143 FOUCAULT, Michel. A ordem do discurso. Trad. Laura Sampaio. São Paulo: Edições Loyola, 1996. 144 FOUCAULT, Michel. Os intelectuais e o poder; conversa entre Michel Foucault e Gilles Deleuze. In:

A politização de um intelectual se fazia, como argumenta Foucault, a partir de duas coisas: primeiro a sua “posição de intelectual na sociedade burguesa”, no sistema de produção capitalista e na sua ideologia, na qual ele é “maldito” e, em segundo lugar: “Seu próprio discurso enquanto revelava uma determinada verdade, descobria relações políticas onde normalmente elas não eram concebidas”145. Historicamente, havia, então,

duas espécies de intelectual, o “maldito” e o “socialista”, entretanto antes de tudo, este seria aquele que dizia a verdade aos que não a conhecem e em nome daqueles que não podiam dizê-la. Este perfil de massa vulnerável e dependente da intervenção do intelectual tem dia após dia diminuindo e isto oferece a ele a possibilidade de se compreender como dentro do poder que penetra nas mais finas membranas da sociedade, sendo assim, o intelectual não é imune ao poder, na verdade, a idéia de que eles são agentes da “verdadeira consciência” é conseqüência disto:

O papel do intelectual não é mais o de se colocar ‘um pouco na frente ou um pouco de lado’ para dizer a muda verdade de todos; é antes o de lutar contra as formas de poder exatamente onde ele é, ao mesmo tempo, o objeto e o instrumento: na ordem do saber, da ‘verdade’, da ‘consciência”, do discurso146.

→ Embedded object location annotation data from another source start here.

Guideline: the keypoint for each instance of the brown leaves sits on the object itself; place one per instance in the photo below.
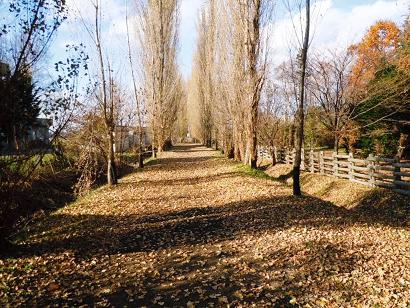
(192, 232)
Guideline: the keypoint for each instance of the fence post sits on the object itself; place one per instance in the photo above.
(350, 166)
(312, 162)
(335, 165)
(396, 172)
(275, 152)
(370, 169)
(321, 163)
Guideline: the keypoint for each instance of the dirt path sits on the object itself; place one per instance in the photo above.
(195, 230)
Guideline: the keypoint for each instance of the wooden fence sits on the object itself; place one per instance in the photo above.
(373, 171)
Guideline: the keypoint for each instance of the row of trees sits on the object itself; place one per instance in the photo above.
(356, 97)
(229, 70)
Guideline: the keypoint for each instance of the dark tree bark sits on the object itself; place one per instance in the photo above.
(300, 112)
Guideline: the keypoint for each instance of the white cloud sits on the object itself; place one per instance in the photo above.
(334, 27)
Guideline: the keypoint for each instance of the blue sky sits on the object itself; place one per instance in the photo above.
(338, 24)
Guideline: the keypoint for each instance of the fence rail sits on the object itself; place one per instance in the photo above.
(374, 171)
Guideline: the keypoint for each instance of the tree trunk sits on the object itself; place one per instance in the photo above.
(300, 112)
(252, 138)
(111, 169)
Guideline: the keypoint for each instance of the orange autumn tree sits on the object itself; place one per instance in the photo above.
(380, 41)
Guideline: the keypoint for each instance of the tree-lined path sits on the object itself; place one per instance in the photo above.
(194, 229)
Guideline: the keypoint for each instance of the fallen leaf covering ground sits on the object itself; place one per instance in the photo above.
(194, 230)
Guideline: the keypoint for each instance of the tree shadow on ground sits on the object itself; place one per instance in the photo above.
(88, 235)
(203, 275)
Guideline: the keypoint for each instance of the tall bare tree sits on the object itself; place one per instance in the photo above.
(158, 35)
(300, 114)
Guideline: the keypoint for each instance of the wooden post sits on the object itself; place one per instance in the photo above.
(312, 162)
(335, 165)
(275, 152)
(321, 163)
(350, 166)
(370, 169)
(396, 172)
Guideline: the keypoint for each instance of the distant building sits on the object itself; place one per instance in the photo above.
(37, 137)
(127, 138)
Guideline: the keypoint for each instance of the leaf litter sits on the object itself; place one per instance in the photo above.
(192, 231)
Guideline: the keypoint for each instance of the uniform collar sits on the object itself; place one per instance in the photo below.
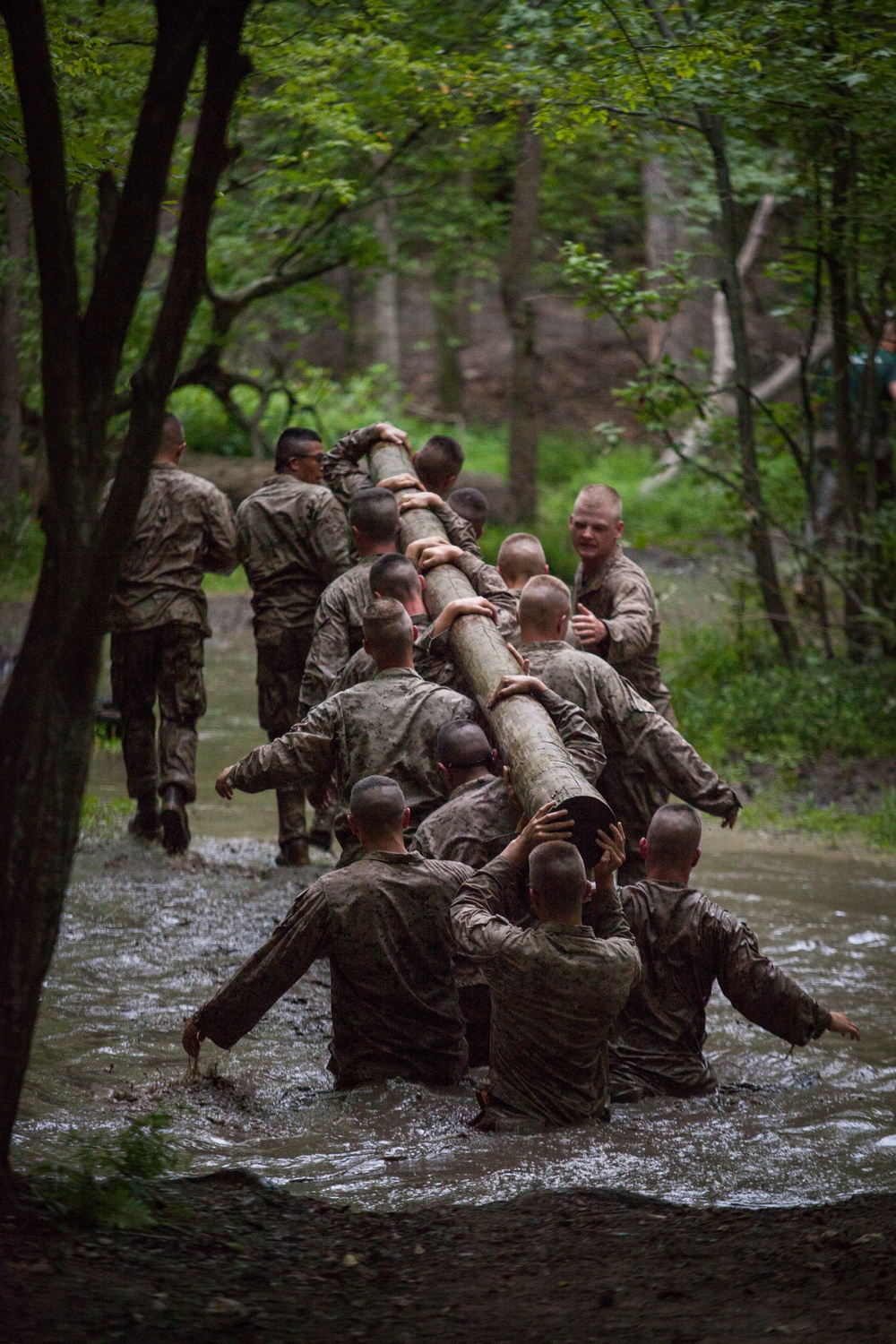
(597, 578)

Assim, é, verdadeiramente, a teoria uma prática que se constrói localmente e parcialmente, “a teoria não totaliza; a teoria se multiplica e multiplica”147.

Afirmamos há pouco que seria ingênuo imaginar que se pudesse viver vinte e oito anos na estrutura acadêmica imune a conflitos, e neste ponto está o poder: em seus jogos e dissimulações. Afirmamos agora o contrário: ninguém conseguiria ficar tanto tempo dentro das malhas acadêmicas sem cultivar laços de afetividade e lugares de fruição e prazer, e neste ponto também está o poder. Nenhum poder sobreviveria, afirma Foucault, sendo somente impeditivo, coercitivo e repressor, uma das máquinas mais azeitadas do poder é aquela que move prazeres. E isto não é necessariamente mau, estamos, sim, no campo das negociações. É neste sentido que ele se multiplica e multiplica os seus lugares de emergência e exercício.